Können sich Eltern vorab eine Unterrichtsstunde anschauen, um sich ein Bild zu machen?

Wir freuen uns, wenn die Eltern den Kontakt zu uns suchen. Hierdurch können Sie sich ein Gesamtbild über die Feuerwehr machen, außerdem die Ausbilder und Verantwortlichen kennenlernen. Auch den Ausbildern liegt es am Herzen, die Eltern zu treffen, um offene Fragen zu klären und weitere wichtige Informationen über die Kinder zu erfahren (z.B. Allergien etc.).

Wie sind die Betreuer ausgebildet?

Unsere Betreuer sind Mitglieder in der Einsatzabteilung und verfügen über ein breites Praxiswissen der Feuerwehr. Darüber hinaus liegen viele Fortbildungsseminare hinter ihnen, die speziell für die Jugendausbilder auf der Landesjugendfeuerwehrschule in Marburg angeboten werden. Schwerpunkt dieser Seminare sind neben Kindeswohl, Rechte und Pflichten, auch verschiedene Module der Erlebnispädagogik.

Wie viele Jugendbetreuer gibt es und wo kann ich etwas über sie erfahren?

Derzeit engagieren sich zwei Jugendbetreuer in der Jugendfeuerwehr. Je nach Ausbildungsstunde kommen  Mitglieder der Einsatzabteilung hinzu, um die Betreuer zu unterstützen.

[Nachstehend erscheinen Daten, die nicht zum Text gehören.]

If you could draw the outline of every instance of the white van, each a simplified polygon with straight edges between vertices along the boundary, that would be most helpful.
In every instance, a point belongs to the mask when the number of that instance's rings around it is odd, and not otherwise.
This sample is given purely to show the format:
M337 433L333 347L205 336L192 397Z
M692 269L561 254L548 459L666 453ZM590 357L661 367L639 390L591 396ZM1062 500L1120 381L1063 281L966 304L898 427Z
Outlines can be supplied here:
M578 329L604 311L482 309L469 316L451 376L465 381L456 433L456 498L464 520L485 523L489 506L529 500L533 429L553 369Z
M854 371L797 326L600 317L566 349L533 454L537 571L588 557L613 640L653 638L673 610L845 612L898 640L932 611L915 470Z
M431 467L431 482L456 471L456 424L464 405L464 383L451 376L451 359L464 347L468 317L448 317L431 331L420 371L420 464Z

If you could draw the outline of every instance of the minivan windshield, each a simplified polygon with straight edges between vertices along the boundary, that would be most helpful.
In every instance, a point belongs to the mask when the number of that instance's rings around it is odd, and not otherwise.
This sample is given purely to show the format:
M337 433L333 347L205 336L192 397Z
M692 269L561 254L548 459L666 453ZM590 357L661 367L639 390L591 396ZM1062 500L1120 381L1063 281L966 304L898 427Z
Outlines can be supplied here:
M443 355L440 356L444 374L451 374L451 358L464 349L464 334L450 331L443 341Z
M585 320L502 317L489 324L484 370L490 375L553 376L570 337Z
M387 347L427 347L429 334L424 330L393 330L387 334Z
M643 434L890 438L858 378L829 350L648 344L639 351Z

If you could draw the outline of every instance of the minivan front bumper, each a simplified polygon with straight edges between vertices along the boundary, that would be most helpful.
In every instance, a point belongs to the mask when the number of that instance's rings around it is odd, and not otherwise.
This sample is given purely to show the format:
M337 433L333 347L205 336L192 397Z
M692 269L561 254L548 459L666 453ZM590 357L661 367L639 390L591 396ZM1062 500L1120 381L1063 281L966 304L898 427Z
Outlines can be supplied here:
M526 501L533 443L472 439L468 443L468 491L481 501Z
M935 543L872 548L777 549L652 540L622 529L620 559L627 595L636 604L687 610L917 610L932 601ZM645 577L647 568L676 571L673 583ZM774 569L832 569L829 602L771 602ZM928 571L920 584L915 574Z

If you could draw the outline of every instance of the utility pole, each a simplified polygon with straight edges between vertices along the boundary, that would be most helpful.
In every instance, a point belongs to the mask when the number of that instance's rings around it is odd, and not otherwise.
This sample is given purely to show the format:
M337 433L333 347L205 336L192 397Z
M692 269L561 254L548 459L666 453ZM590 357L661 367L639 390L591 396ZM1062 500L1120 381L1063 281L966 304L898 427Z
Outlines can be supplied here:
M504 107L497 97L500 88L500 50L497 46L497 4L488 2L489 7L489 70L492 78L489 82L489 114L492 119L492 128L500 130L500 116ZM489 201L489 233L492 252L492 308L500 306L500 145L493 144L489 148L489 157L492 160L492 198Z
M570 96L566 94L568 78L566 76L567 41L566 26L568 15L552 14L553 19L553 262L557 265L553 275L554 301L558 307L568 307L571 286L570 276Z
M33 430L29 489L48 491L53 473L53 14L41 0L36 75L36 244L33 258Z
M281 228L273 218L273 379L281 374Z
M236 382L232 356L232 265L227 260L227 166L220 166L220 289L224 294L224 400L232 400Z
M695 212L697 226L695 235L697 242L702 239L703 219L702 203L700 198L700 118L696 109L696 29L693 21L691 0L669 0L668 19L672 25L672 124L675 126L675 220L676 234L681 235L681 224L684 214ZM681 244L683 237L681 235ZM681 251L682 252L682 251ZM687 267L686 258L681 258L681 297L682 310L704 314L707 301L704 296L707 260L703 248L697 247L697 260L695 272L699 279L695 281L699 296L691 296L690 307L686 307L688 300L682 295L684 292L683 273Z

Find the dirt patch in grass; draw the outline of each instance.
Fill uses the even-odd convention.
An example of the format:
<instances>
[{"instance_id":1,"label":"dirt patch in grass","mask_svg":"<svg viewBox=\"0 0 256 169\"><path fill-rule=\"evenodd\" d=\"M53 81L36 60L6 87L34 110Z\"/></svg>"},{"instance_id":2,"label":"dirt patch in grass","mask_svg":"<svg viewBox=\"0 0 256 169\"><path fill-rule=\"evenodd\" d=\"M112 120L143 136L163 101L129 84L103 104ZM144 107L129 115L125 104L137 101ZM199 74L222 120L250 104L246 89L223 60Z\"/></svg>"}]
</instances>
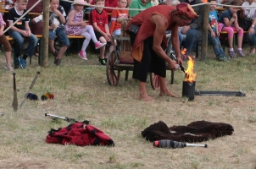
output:
<instances>
[{"instance_id":1,"label":"dirt patch in grass","mask_svg":"<svg viewBox=\"0 0 256 169\"><path fill-rule=\"evenodd\" d=\"M212 52L211 51L209 53ZM0 167L1 168L255 168L256 106L255 56L231 62L196 60L196 89L200 90L242 90L245 97L196 96L193 101L181 97L184 74L175 74L169 89L179 98L160 97L151 90L152 102L138 100L138 83L121 72L117 86L109 86L106 68L99 66L97 55L87 53L88 61L72 55L56 67L49 57L42 68L33 58L26 69L17 69L19 105L36 74L31 93L39 98L53 92L54 100L26 101L17 112L12 108L13 75L3 68L0 57ZM186 63L184 63L186 68ZM168 71L167 82L170 73ZM90 120L92 125L110 136L114 147L79 147L45 142L50 128L69 124L53 123L45 113ZM168 126L186 125L206 120L230 123L234 134L209 140L205 148L159 149L141 136L149 125L164 121Z\"/></svg>"}]
</instances>

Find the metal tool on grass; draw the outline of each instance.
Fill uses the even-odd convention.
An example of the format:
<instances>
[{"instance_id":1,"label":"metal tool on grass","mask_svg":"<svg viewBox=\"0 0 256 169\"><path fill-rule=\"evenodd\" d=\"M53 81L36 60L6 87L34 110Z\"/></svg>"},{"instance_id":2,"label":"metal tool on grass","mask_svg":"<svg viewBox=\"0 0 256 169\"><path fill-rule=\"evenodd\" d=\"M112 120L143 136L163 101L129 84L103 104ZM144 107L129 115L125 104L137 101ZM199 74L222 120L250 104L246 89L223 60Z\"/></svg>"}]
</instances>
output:
<instances>
[{"instance_id":1,"label":"metal tool on grass","mask_svg":"<svg viewBox=\"0 0 256 169\"><path fill-rule=\"evenodd\" d=\"M207 148L207 144L190 144L190 143L182 143L178 141L173 141L170 139L161 139L154 141L153 144L155 147L159 148L167 148L167 149L175 149L175 148L184 148L184 147L204 147Z\"/></svg>"},{"instance_id":2,"label":"metal tool on grass","mask_svg":"<svg viewBox=\"0 0 256 169\"><path fill-rule=\"evenodd\" d=\"M177 62L177 58L176 58L176 56L175 55L174 52L171 52L170 54L171 54L171 57L173 57L173 59L175 59L175 61ZM181 70L182 72L184 72L184 74L185 74L185 75L186 75L184 67L183 67L182 65L180 65L180 68L181 68Z\"/></svg>"},{"instance_id":3,"label":"metal tool on grass","mask_svg":"<svg viewBox=\"0 0 256 169\"><path fill-rule=\"evenodd\" d=\"M16 79L15 79L15 73L13 73L14 75L14 100L13 100L13 107L14 112L18 110L18 97L17 97L17 89L16 89Z\"/></svg>"},{"instance_id":4,"label":"metal tool on grass","mask_svg":"<svg viewBox=\"0 0 256 169\"><path fill-rule=\"evenodd\" d=\"M22 102L20 103L19 109L22 107L23 104L25 103L25 101L26 100L26 97L29 95L31 90L33 88L33 86L34 86L34 84L35 84L35 83L36 81L36 79L37 79L37 77L38 77L39 74L40 74L40 72L37 72L36 77L34 78L34 79L33 79L33 81L32 81L32 83L31 83L31 84L30 86L30 89L29 89L28 92L25 94L25 95Z\"/></svg>"},{"instance_id":5,"label":"metal tool on grass","mask_svg":"<svg viewBox=\"0 0 256 169\"><path fill-rule=\"evenodd\" d=\"M52 117L53 119L54 118L60 118L60 119L63 119L63 120L67 121L67 122L79 123L79 121L76 121L74 118L69 118L69 117L60 117L60 116L57 116L57 115L53 115L53 114L49 114L49 113L45 113L44 115L46 117L47 116ZM84 123L84 124L89 124L90 121L85 120L84 122L82 122L82 123Z\"/></svg>"}]
</instances>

Was kostet der Jahresbeitrag?

Die Jugendfeuerwehr ist kostenlos.

Nicht typische Feuerwehr-Aktivitäten, wie Minigolfspielen, Eis essen, der Kauf neuer Tshirts, oder auch Ausflüge und die Weihnachtsfeier, werden vom Feuerwehrverein finanziert.

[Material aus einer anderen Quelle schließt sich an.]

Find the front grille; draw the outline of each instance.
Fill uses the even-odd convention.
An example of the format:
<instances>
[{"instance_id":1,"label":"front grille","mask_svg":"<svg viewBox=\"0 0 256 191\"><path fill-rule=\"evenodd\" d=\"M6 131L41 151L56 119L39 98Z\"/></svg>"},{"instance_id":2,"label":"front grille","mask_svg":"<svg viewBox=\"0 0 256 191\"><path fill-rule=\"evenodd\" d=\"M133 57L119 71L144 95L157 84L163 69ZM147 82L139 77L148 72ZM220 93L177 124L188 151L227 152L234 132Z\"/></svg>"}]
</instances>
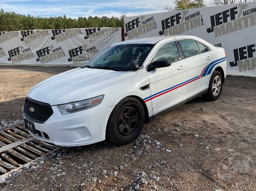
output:
<instances>
[{"instance_id":1,"label":"front grille","mask_svg":"<svg viewBox=\"0 0 256 191\"><path fill-rule=\"evenodd\" d=\"M32 112L29 108L33 108ZM38 102L27 97L23 107L25 117L32 121L38 123L44 123L53 115L54 111L48 103Z\"/></svg>"}]
</instances>

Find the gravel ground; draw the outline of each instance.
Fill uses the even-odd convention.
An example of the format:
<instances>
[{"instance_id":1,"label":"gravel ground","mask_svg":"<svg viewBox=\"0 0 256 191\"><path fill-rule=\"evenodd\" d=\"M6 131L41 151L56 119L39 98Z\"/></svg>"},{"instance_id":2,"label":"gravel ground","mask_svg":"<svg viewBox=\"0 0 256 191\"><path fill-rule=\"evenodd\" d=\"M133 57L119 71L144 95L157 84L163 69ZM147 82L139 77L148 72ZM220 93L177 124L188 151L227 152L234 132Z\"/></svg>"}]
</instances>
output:
<instances>
[{"instance_id":1,"label":"gravel ground","mask_svg":"<svg viewBox=\"0 0 256 191\"><path fill-rule=\"evenodd\" d=\"M72 68L0 66L0 128L20 122L30 88ZM256 190L256 78L228 76L217 101L198 97L125 146L62 147L2 177L0 190Z\"/></svg>"}]
</instances>

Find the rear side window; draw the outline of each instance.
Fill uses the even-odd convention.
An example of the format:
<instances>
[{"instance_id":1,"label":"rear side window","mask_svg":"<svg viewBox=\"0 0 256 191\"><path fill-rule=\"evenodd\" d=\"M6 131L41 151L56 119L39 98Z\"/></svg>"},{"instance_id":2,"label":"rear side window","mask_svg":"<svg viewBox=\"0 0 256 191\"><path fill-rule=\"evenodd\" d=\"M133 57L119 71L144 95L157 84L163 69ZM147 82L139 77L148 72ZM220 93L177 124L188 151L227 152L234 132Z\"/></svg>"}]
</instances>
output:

Eine Vereinsmitgliedschaft ist nicht zwingend notwendig, begrüßen wir aber sehr. Der Jahresbeitrag beträgt 16,- EUR.

Muss ich meinem Kind besondere Kleidung kaufen, um mitzumachen?

Nein, die notwendige Kleidung wird gestellt.

Welche körperlichen Voraussetzungen muss mein Kind haben?

Besondere Voraussetzungen bestehen keine. Die Jugendbetreuer sorgen dafür, dass Überanstrengungen vermieden werden. Die Jugendfeuerwehr soll ja Spaß machen.

Können auch körperlich beeinträchtige Kinder mitmachen?

Selbstverständlich.

Mein Kind ist noch nicht 10 Jahre alt, aber sehr an der Feuerwehr interessiert. Kann es dennoch mitmachen?

Für Kinder unter 10 Jahren besteht die Möglichkeit, in der Minifeuerwehr Heddernheim mitzumachen (siehe Minifeuerwehr)

Werden auch mehrtägige Ausflüge unternommen?

Ja, beispielsweise das Zeltlager des  Kreisfeuerwehrbandes.

Wie lange geht das? Würde ich noch ergänzen.

Ist die Minifeuerwehr nur etwas für Jungs?

Natürlich nicht. In der Jugendfeuerwehr sind Jungs und Mädchen aktiv.

Wenn etwas passiert, wie wird dies versicherungstechnisch abgewickelt?

Jedes Jugendfeuerwehr-Mitglied ist über die Feuer- und Unfallkasse versichert. Bei Vereinsaktivitäten, wie das Straßenfest oder KlaaParis, sind die Mitglieder über die Vereinsversicherung versichert.

Geht mein Kind automatisch von der Jugendfeuerwehr in die Einsatzabteilung über?

Mit 17 Jahren besteht die Möglichkeit, in die Einsatzabteilung überzugehen. Dies geschieht nicht automatisch. Vor dem Wechsel sprechen unsere Jugendbetreuer und der Wehrführer mit dem Jugendlichen über die Arbeit und Anforderungen in der Einsatzabteilung. Gerne auch im Beisein der Eltern. Sind alle Fragen geklärt, kann der Wechsel umgesetzt werden.

Darf die Jugendfeuerwehr zu Einsätzen fahren?

Nein. Nur Mitglieder der Einsatzabteilung dürfen zu Einsätzen fahren.

Werden Prüfungen abgelegt?

Je nach Stärke und Engagement der Jugendgruppe kann die Prüfung zur “Jugendfeuerwehr-Leistungsspange“ abgelegt werden, die höchste Auszeichnung bei der Jugendfeuerwehr. Sie beinhaltet einen Praxis- und Sporttest sowie verschiedene Einsatzübungen. Die Jugendbetreuer bereiten die Mitglieder der Jugendfeuerwehr natürlich intensiv darauf vor.

Kann ich mich als Elternteil auch aktiv einbringen?

Wir freuen uns über jede Hilfe. Gern können sie sich in Absprache mit den Jugendbetreuern aktiv einbringen. So zum Beispiel als Begleiter bei Ausflügen oder bei der Organisation von Jugendveranstaltungen.

Finden die Feuerwehrstunden auch in den Ferien statt?

Weil viele Kinder in den Ferienzeiten vereist sind, finden keine Treffen in den Ferien statt. Es kann aber durchaus vorkommen, dass Veranstaltungen, wie beispielsweise die Herbstabschlussübung, stattfinden. Die Jugendbetreuer geben diese Termine rechtzeitig bekannt.

Kann man außerhalb der Jugend- und Minifeuerwehr die Feuerwehrfahrzeuge besichtigen?

Kinder, Jugendliche und Eltern, die sich für die Feuerwehr interessieren, sind immer herzlich willkommen. Sprechen Sie uns an, um einen Besichtigungstermin mit uns abzustimmen.